これだけは知っておきたい! 中国リスクマネジマント(7)

 

前回、日本から総経理として赴任した場合に直面する通訳、会計、労務管理の総論について述べましたが、今回は労務管理におけるリスクマネジメントをテーマ別に考えてみたいと思います。 

「中国人」の特徴である‐「集団主義では無く個人主義」、「面子を重視」「権利意識が強い」「公私のけじめが薄い」−から「中国の労務管理」について考えてみましたが、そのから浮き上がる中国人労務管理のキーワードは、「成果主義(働けば働くほどお金が儲かる)」「契約書の重視(公私混同罰則を含む細かいことまで文書で規程をする)」「透明性のある人事考課と処遇」の3点が重要となります。

しかし、親日の地域である大連開発区で昨年9月はじめ、東芝から始まって、三菱電機、イトキンと3社で立て続けにストライキが発生しています。今回は、労働争議と関連のある労働組合(工会)について見てみたいと思います。

 

1 「結社の自由」のない中国社会

中国は「階級のない社会」であるために、労使の階級対立を前提とした先進国と同じような労働組合は存在しません。したがって、未許可の職場放棄やストライキは違法であり、刑事罰の対象になります。また、「結社の自由」が中国では認められていないために、工会法で認められた「工会」以外の自主的な労働組合は違法となります。日本で認められているような街頭でのデモやビラ配りも処罰の対象です。このような行為は、中国では「労働秩序を乱す行為」として処罰されます。

 

2 日本の労働組合との違い

工会法で認められた「工会」の役割は、日本の労働組合の役割とは異なり、従業員間の親睦、学習の機会提供、生産性向上のための支援、転職のための再教育などを通じて、従業員の福祉の向上に貢献することが基本的な役割となります。日本の会社組織でいう人事部福祉課の役割のようなイメージで捉えたほうが実態に近いといえます。

 

3「工会」の労働争議時の役割

中国では「労働争議」の調停方法は労働争議処理条例により決められており、その調停に「工会」は重要な役割を負っています。
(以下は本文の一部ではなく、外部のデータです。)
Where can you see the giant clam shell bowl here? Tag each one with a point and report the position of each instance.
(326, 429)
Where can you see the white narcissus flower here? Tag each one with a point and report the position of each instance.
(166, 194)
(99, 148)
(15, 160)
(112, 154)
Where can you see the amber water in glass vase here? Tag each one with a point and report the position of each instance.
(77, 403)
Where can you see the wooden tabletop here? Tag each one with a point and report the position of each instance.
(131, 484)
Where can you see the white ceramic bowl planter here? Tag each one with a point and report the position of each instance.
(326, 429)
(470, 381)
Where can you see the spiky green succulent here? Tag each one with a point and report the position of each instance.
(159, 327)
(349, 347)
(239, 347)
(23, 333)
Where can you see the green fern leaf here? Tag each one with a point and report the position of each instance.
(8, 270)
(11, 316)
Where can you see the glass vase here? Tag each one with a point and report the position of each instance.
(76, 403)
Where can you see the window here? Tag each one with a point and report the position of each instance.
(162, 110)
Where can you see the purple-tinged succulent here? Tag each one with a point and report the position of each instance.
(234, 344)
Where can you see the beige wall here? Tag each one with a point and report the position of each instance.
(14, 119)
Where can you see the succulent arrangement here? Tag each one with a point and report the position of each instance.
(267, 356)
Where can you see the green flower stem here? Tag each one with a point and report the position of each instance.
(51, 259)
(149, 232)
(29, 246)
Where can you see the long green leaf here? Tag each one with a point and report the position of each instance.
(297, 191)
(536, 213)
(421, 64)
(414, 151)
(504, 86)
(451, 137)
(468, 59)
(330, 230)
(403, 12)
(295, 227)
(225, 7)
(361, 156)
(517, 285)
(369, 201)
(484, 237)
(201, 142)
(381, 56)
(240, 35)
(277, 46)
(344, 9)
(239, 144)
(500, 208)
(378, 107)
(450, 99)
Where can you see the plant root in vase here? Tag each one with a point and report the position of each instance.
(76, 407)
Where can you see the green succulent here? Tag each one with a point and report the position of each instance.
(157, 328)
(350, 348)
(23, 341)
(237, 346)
「労働争議」が発生した場合には、社内に「労働争議調停委員会」が設置されます。

委員長には、工会の主席が就任し、企業と従業員の調停を行う第三者としての役割を果たします。即ち、「工会」は「労働争議」の処理のための仲介者であり、日本の労働組合というよりも、労務管理の重要なパートナーと言えます。

 

かつて、日系製造企業が業績連動型のボーナス制度に移行する方針を発表したところ、3,200名の従業員がストライキを行い工場の操業停止に追い込まれました事件がありました。従業員側の言い分では「会社側の決定には事前の相談も無く雇用条件の変更をするのは不合理である」というものでした。「工会」があれば、従業員に事前の説明があるのですが、この企業には「工会」は無く、労務管理のパイプに「工会」を使わなかったことが多きな原因だった様です。この点からも、「工会」の積極的な活用を考慮した労務管理も重要と言えます。

 

以上、労働組合の観点から「中国の労務管理」について考えてみましたが、一人っ子政策の影響が出つつある現在の中国での労務管理はこれだけでは不十分です。

最近、中国従業員の本音を探るために中国で満足度アンケートをとり、ストライキなどの原因を特定し、労務管理上のリスクマネジマントを請け負うことが増えています。
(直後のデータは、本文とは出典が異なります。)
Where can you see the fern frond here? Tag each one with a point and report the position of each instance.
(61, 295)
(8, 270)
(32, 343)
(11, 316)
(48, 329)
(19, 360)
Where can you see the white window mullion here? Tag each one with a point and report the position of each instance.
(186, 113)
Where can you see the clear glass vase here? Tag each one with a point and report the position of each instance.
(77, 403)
ストライキなどの原因を探ると、極端な場合、社員食堂のメニューが一品他の工場より少ない、出身省が異なりいじめにあっているが上司に言っても取り合ってくれないなど日本人から見ると非常に子供的な回答が返ってきます。

これらのアンケート結果を見るにつけ思われることは、採用時点での選択眼が重要だということです。今度は、採用に関する注意事項を見ていきたいと思います。

 

1 労働関連法

中国には労働問題の基本法である「労働法」以外にも、「外国投資企業労働管理規定」「集団契約規定」「労働促進法」「失業保険条例」「労働契約法」「労働監督検査条例」など様々な労働規約、規定、通達などがあります。労務管理には、その解釈も重要ながら各雇用場所における地域差、実情にたいする理解と対応が重要になります。

 

2 「人治国家」の色合いが濃い人事関連

労務全般に言えることですが、中国では、「人治国家」の性格が、個人主義、家族愛、仲間意識などに遺憾なく発揮され、地域保護主義に結びついています。したがって、現地行政機関との折衝が重要であることから、地域の実情に詳しい中国人の労務担当者の確保以外にも、地域の弁護士の確保、労務コンサルタントの確保が必要です。

 

3 採用時の注意

採用にあたって重要な事は、先ずは、自社の採用目標、人材スペックを明確にする事が重要です。これがはっきりしていないと結局良い人材を取ることはできません。また、採用時には、中国人の労務担当者を同席させ、その労務担当者が理解できるよう人材スペックも具体的な資格(日本語一級など)などで採用の基準を明確にしておくことが重要です。日本の本社の基準を持ち込むという安易な方法は絶対に避けるべきでしょう。

 

4.   募集方法

募集は人材紹介業者を利用するのが一般的です。その他、新聞、人材情報雑誌、政府主催の人材市場の活用なども可能です。人材紹介業者利用のメリットは、成功報酬型であること、細かな求人条件を提示する事ができる点です。

 

5.   採用試験の注意

採用試験で重要な点に「作文」の試験を課すことが有効です。中国では非識字者が多いからです。地方に行けば行くほどその傾向が顕著になりますので、注意が必要です。また、従業員が採用時に提出した書類に虚偽のある事があります。「黒子」といわれる小学校に入れない子どもの存在(一人っ子政策の弊害ですが)が背景にあるようです。

 

6.   人事の定着化

また、採用後、優秀な従業員の定着率を図るためにも、賃金体系の明確化、実力主義、実績重視の賃金体系を事前に設計しておく必要があります。採用面接の時に即時に返答が出来ないようですと、良い人材は採用できません。

 

以上採用上のリスクマネジメントを考えて見ましたが、次に、現地の従業員を採用するにあたっての雇用契約上の注意事項を述べてみたいと思います。日系企業の中には、雇用を口頭、電話などで済ませている方もいらっしゃるようですが、199511日に施行された「労働法」により、労働契約を書面で締結することを義務付けており、中国の雇用は原則期間雇用であることが決められています。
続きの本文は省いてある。